Im Jahre 2015 genehmigte die US-Arzneimittelbehörde FDA erstmals eine klinische Studie, die nicht auf die Heilung oder Verhinderung einer Krankheit, sondern auf die Verlangsamung des Alterungsprozesses abzielt. Diese in diesem Jahr mit insgesamt 3.000 Probanden gestartete Studie soll klären, ob die Behandlung des Typ-2-Diabetes mit Metformin bei älteren Patienten zwischen 70 und 80 Jahren, die bereits an Krebs, Kreislauf-Erkrankungen und beginnender Demenz leiden oder ein erhöhtes Risiko dafür tragen, zu einer Milderung des Krankheitsverlaufs und einer Verlangsamung des Alterungsprozesses beziehungsweise einer Verlängerung der Lebenserwartung führen kann. Frühere Studien hatten bereits bei Diabetes-Patienten, die Metformin einnahmen, deutliche Hinweise auf ein bis zu 37 Prozent niedriges Risiko für Dickdarm-, Prostata- und Brustkrebs festgestellt. Die Ergebnisse der 2019 gestarteten Studie werden erst in einigen Jahren vorliegen.

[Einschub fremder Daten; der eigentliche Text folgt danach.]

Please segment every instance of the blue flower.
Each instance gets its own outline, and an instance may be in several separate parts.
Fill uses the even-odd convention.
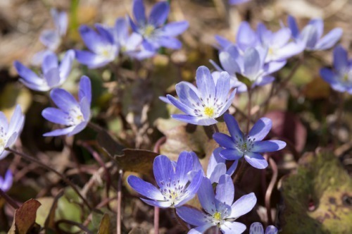
[[[115,44],[120,53],[130,58],[143,60],[154,56],[155,52],[148,51],[142,45],[143,37],[137,32],[129,33],[129,21],[125,18],[118,18],[115,25],[109,30],[112,32]]]
[[[178,207],[192,199],[201,185],[203,176],[200,171],[191,181],[189,180],[187,173],[192,169],[193,158],[189,152],[182,152],[177,163],[165,155],[159,155],[153,164],[158,189],[134,176],[130,176],[127,182],[134,190],[147,198],[141,198],[146,204],[164,208]]]
[[[59,88],[51,90],[50,97],[58,108],[46,108],[42,115],[51,122],[69,127],[45,133],[44,136],[71,136],[84,129],[89,121],[92,101],[92,85],[89,78],[83,75],[80,80],[78,101],[70,93]]]
[[[322,68],[320,75],[334,90],[352,94],[352,61],[341,46],[334,49],[333,69]]]
[[[80,34],[91,51],[76,50],[76,59],[89,68],[104,66],[115,60],[118,55],[118,46],[115,43],[111,32],[106,26],[96,24],[98,32],[87,25],[80,27]]]
[[[277,228],[275,226],[270,225],[268,226],[265,232],[264,233],[264,228],[263,228],[263,225],[260,223],[256,222],[253,223],[249,228],[249,234],[277,234]]]
[[[197,87],[187,82],[176,85],[176,92],[180,100],[167,95],[168,101],[185,113],[171,115],[175,119],[200,125],[210,125],[218,123],[216,118],[221,116],[230,107],[236,90],[231,92],[230,76],[222,72],[215,82],[209,69],[200,66],[196,70]]]
[[[13,183],[13,176],[11,170],[7,170],[4,178],[0,176],[0,189],[4,192],[8,191],[11,188]]]
[[[47,48],[34,55],[32,62],[39,65],[42,63],[43,58],[50,51],[55,51],[60,44],[61,39],[66,34],[68,18],[65,11],[58,11],[55,8],[50,11],[54,20],[55,29],[45,30],[40,35],[40,42]]]
[[[244,156],[252,166],[263,169],[268,166],[268,162],[260,153],[275,152],[286,146],[286,143],[281,140],[263,140],[272,126],[271,120],[268,118],[260,118],[248,135],[239,130],[237,121],[232,116],[225,114],[224,119],[231,136],[215,133],[213,137],[225,149],[220,154],[227,160],[238,160]]]
[[[212,183],[218,183],[221,176],[225,174],[230,176],[232,176],[237,168],[238,160],[234,161],[232,165],[227,169],[226,167],[226,160],[220,155],[220,152],[222,150],[222,148],[218,147],[211,154],[208,163],[206,175],[196,154],[191,152],[193,157],[193,171],[189,173],[189,176],[193,178],[199,171],[201,171],[203,176],[210,180]]]
[[[332,47],[342,36],[342,29],[336,27],[322,37],[324,21],[315,18],[309,21],[301,32],[299,32],[294,18],[289,16],[287,23],[292,32],[292,37],[297,42],[303,42],[308,51],[325,50]]]
[[[282,63],[282,67],[286,63],[286,60],[304,50],[304,43],[301,41],[289,42],[291,30],[288,27],[282,27],[277,32],[268,30],[263,23],[257,26],[257,34],[261,43],[261,47],[268,49],[265,63]]]
[[[143,37],[143,46],[146,50],[156,51],[158,48],[178,49],[181,42],[175,37],[182,34],[188,28],[187,21],[174,22],[165,24],[170,12],[170,6],[166,1],[156,4],[147,19],[142,0],[134,0],[133,16],[130,18],[132,30]]]
[[[22,113],[20,105],[17,105],[10,123],[3,112],[0,111],[0,159],[5,158],[8,152],[6,148],[15,144],[20,134],[25,123],[25,116]]]
[[[265,64],[265,58],[268,50],[260,48],[247,48],[241,53],[236,46],[230,46],[219,54],[219,59],[222,68],[229,73],[231,78],[241,92],[246,91],[245,85],[238,80],[237,75],[247,78],[251,87],[263,86],[274,81],[271,73],[278,70],[282,66],[277,63]],[[218,70],[221,68],[215,63],[213,64]]]
[[[196,226],[189,233],[203,233],[213,226],[218,226],[223,233],[242,233],[246,226],[234,221],[249,212],[257,202],[251,192],[234,203],[234,187],[229,175],[220,178],[215,195],[210,180],[203,178],[197,195],[205,212],[188,207],[176,209],[182,220]]]
[[[42,75],[38,75],[21,63],[15,61],[15,68],[20,75],[20,81],[28,88],[36,91],[49,91],[61,86],[66,80],[75,58],[75,52],[69,50],[60,65],[56,55],[49,51],[42,64]]]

Eine Anfang Dezember 2019 publizierte Meta-Studie des Cochrane-Instituts (https://www.cochranelibrary.com/cdsr/doi/10.1002/14651858.CD008558.pub2/full) zeigt allerdings schon jetzt, dass die Einnahme von Metformin nicht als Ersatz für regelmäßigen Sport und die Umstellung auf eine allgemein gesündere Lebens- und Ernährungsweise dienen kann. Es ist also nicht gerechtfertigt, Metformin allein Wunderwirkungen im Kampf gegen die Gebrechen des Alterns zuzuschreiben, wie das in der Sensations-Presse bereits geschieht. Schon schlägt sich der wachsende Gebrauch des Medikaments nicht nur in der Zunahme von Berichten über gefährliche Nebenwirkungen wie Blut-Übersäuerung bei narkotisierten Patienten oder Vitamin-B12-Mangel nach längerer Einnahme nieder, sondern auch in Umweltbelastungen. Metformin beziehungsweise sein Abbauprodukt Guanylharnstoff passieren nämlich als kleine Moleküle die Klärnlagen und finden sich in den Füssen wieder. In einem deutschen Fluss wurden bereits 200 Mikrogramm je Liter gemessen. Niemand weiß, welche Auswirkungen das hat.